The room got even quieter as Wallace continued his testimony. His confessional.

“So I got down on my knees, I had nowhere else to go,” he said. “And I prayed a simple prayer. I said, ‘Lord, what I really care about right now, what really matters to me are those boys. And maybe they don’t need to grow up in a great big house with a swimming pool and a lot of bathrooms. Maybe they need to grow up in a little house with one bathroom or no bathrooms at all. Maybe they need to see what a man does when he gets knocked down the way my father showed me. And if that’s what’s best for them, then I pray you let me take it. But I pray if I go down in this fight that I’m not doing it on my knees to someone else but standing up with my flag flying.' And I got up and I wrote the words that led to Braveheart.”

The audience gasped. There was no applause-it would have seemed odd, the moment was so real. So profound.

Wallace then turned from the personal to the eternal, and the story of Jesus' crucifixion.

“If we took a freeze frame of Golgotha on the day that Jesus was crucified and asked someone unfamiliar with the story to guess who was the victor in that scene, they’d be unlikely to say the one hanging on the cross in the middle,” he said. “It was from that cross that Jesus cried, ‘My God, why have you forsaken me?' And that cry does not amaze me. What does amaze me is that while one of the thieves crucified next to Jesus mocked him, the other acknowledged the justice of his punishment and asked Jesus for help.
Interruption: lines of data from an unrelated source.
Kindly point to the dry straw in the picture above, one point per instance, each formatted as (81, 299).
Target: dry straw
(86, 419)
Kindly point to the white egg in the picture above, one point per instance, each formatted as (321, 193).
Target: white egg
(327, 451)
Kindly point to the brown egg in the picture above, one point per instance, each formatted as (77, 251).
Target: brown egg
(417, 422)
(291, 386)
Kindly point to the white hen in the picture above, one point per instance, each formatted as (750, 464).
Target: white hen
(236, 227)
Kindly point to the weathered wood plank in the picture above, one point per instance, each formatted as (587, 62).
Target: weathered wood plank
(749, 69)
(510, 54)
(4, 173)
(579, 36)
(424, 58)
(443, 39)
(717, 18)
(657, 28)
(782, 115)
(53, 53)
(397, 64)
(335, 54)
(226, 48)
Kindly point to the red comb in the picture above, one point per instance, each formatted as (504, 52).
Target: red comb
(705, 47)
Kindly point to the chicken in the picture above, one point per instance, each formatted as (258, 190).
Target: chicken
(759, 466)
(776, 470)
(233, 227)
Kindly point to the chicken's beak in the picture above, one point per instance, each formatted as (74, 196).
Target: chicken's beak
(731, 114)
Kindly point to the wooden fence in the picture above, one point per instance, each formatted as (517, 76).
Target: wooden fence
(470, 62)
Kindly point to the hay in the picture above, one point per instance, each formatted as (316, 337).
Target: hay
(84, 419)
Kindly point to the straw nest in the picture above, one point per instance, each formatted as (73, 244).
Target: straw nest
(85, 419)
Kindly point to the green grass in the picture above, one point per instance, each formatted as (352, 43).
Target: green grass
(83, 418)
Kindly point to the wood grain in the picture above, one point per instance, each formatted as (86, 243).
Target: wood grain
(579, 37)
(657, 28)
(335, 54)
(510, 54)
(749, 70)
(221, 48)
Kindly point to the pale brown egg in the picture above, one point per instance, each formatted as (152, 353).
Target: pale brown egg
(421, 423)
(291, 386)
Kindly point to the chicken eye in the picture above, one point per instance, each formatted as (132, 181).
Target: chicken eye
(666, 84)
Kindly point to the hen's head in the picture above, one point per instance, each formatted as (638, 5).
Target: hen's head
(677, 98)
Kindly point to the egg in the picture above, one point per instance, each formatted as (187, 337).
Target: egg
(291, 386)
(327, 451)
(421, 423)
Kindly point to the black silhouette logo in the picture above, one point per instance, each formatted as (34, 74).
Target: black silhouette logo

And in the agonies of crucifixion, Jesus was able to say, ‘Today you’ll be with me in paradise.' It seems to me that Jesus’ response to that thief was not just the answer to that thief’s prayer at the moment, it was the answer to every prayer that thief never prayed. If God is God at all, God hears our prayers whether we pray them or not. So why pray at all? Well for me, it’s not because God needs to know my prayers. It’s because I do.”

Moments later, Wallace finished his thoughts on the importance of prayer.

“I’m not a theologian. I’m not looking for logic,” he said. “I’m only trying to understand my experience that prayer matters. Does it change the mind of God? I don’t know. All I can tell you is that it changes me.”